Nerhol’s latest work, “Misunderstanding Focus”, consists of multiple ‘conversions.’ Generally speaking, a portrait renders a three-dimensional face onto a flat plane. However, Nerhol, the Japanese creative duo of Yoshihisa Tanaka and Ryuta Iida, makes portraits more complex through multiple conversions. Simply put, these artists undertake at least three processing steps: after converting a three-dimensional face into a two-dimensional portrait, they translate the latter into a three-dimensional sculpture, which in turn is made into a two-dimensional portrait.

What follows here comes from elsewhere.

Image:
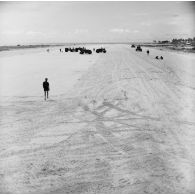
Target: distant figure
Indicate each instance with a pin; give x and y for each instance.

Jim Kazanjian’s surreal landscapes offer phantasmagoric visions of a where-is-this world, defined by impossibly complex architecture and M.C.Escher-esque black-and-white graphics. Inspired by the imaginary realms of cult author H.P. Lovecraft – whose wild, cosmic short stories set the mold for much of the 20th century’s best science fiction – Kazanjian’s aim is to redress the “misunderstanding that photography has a kind of built-in objectivity.”

Magnetic Field presents a nocturnal flight through an illuminescent dreamscape representing humanity’s electrified worlds. Dmitry Kmelnitsky is the co−founder of ‘Lustre’, an interdisciplinary creative group that addresses socio−cultural issues in the convergence of arts and technology. His multimedia, video and installation works have been exhibited in galleries, performing arts centers, as well as in national and international media art festivals. As a composer, designer and media artist he explores innovative experiential and narrative approaches to communication through motion−based, immersible and interactive audiovisual media. Dmitry is professor of Multimedia Arts at Loyola Marymount University in Los Angeles, CA.